Questo provvedimento, fortemente voluto da alcuni paesi arabo-musulmani e imposto a maggioranza, ha un suo preciso retroterra culturale su cui getta ora una luce nuova il volume di Yizhak Reiter e Dvir Dimant, Il Monte del Tempio. Ebraismo, Islam e la Roccia contesa, appena pubblicato da Guerini e Associati (Milano 2022, 206 p., euro 17, 58), nella magistrale traduzione italiana di Vittorio Robiati Bendaud, con postfazione dello stesso e di Antonia Arslan.

Studiosi islamici

Si tratta di un’opera coltissima, che sorprende per la ricchezza dei documenti prodotti a illustrare il cambiamento radicale avvenuto nel punto di vista islamico sul Monte del Tempio e sul suo rapporto con la storia e la tradizione ebraica. Dopo l’Introduzione, la prima parte del volume dimostra, infatti, come le fonti islamiche tradizionali, almeno sino all’inizio del XX secolo, abbiano sempre riconosciuto la storia ebraica di quei luoghi, proprio perché, in linea con la ripresa parziale e la reinterpretazione della tradizione biblica, l’islam «santifica Gerusalemme e il complesso dell’area del Monte del tempio (la Moschea Al-Aqsà/Al-Haram al-Sharif) in primo luogo perché originariamente sacra per gli ebrei e, quindi, per i cristiani».
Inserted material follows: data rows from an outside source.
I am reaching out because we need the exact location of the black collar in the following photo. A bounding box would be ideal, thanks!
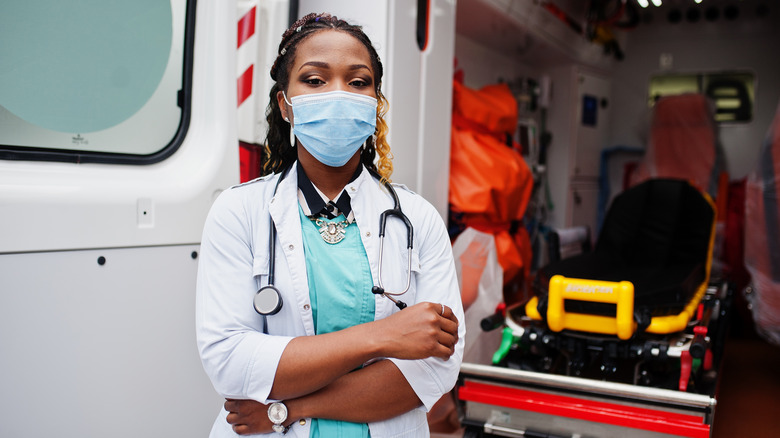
[297,161,363,219]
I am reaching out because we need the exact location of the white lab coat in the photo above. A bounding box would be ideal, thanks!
[196,166,465,438]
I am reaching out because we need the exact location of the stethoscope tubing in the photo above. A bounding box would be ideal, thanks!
[254,166,414,316]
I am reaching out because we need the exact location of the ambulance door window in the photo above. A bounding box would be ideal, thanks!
[0,0,192,164]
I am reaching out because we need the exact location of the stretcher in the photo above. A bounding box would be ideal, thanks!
[456,179,732,438]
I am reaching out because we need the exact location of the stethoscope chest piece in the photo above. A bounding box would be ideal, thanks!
[254,285,282,316]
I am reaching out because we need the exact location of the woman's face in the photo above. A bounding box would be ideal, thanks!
[276,30,377,123]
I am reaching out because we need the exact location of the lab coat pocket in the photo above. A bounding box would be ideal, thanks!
[252,254,269,289]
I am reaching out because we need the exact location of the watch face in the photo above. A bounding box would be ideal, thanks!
[268,403,287,423]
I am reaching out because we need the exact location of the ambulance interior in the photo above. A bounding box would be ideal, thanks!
[438,0,780,436]
[0,0,780,438]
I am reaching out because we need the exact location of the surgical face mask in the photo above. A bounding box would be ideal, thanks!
[285,91,377,167]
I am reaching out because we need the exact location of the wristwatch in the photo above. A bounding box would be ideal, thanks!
[268,402,288,434]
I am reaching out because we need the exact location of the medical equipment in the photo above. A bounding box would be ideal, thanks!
[457,179,733,438]
[254,167,414,316]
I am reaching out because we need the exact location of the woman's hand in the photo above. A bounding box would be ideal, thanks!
[225,399,273,435]
[374,302,458,360]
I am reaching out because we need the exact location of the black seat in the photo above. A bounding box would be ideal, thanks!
[535,179,715,328]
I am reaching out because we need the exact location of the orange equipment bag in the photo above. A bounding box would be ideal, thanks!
[449,81,533,283]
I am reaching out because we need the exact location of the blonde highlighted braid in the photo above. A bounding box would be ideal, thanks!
[263,14,393,181]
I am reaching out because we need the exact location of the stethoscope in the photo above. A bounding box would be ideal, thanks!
[254,166,414,316]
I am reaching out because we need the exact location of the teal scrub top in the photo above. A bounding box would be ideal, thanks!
[298,207,374,438]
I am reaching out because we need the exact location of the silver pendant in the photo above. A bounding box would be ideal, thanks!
[315,219,349,245]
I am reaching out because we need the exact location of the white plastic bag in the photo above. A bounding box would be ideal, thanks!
[452,228,504,365]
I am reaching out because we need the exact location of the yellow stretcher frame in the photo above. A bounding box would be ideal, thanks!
[525,187,717,340]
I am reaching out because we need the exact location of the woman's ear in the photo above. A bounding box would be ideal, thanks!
[276,90,290,123]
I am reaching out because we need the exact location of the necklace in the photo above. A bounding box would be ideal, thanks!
[311,218,349,245]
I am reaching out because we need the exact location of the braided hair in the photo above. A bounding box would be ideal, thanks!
[263,13,393,180]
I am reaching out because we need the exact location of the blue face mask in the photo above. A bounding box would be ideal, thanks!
[285,91,377,167]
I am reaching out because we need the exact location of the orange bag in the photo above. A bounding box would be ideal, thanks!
[450,82,533,282]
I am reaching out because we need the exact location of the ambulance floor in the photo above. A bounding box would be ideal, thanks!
[712,335,780,438]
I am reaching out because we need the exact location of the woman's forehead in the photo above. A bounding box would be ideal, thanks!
[295,29,373,71]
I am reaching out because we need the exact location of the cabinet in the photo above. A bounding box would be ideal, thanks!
[548,66,611,237]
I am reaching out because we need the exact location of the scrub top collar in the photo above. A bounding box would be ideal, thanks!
[296,161,363,219]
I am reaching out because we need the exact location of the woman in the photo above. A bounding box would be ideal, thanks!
[197,14,464,438]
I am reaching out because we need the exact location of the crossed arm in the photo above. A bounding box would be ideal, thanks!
[225,303,458,435]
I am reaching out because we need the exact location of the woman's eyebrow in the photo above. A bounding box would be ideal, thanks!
[298,61,371,72]
[298,61,330,71]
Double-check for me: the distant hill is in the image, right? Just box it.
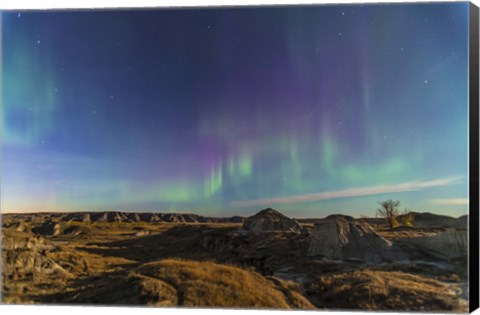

Le cose cambiano, radicalmente, a cominciare dall’inizio del secolo XX, quando gli studiosi islamici, con pochissime eccezioni, in un crescendo polemico, iniziano a negare il legame storico del mondo ebraico col Monte del Tempio. Ciò avviene, in molti casi con tesi e argomenti a tratti bizzarri, come quando si citano studi secondo cui «gli israeliti non hanno lasciato in Palestina vestigia alcuna» o, addirittura, che il Tempio non sarebbe stato che un modesto luogo di culto, per di più non sito in Palestina ed esistito solo per un tempo assai limitato.

«Il Tempio non fu importante per gli ebrei»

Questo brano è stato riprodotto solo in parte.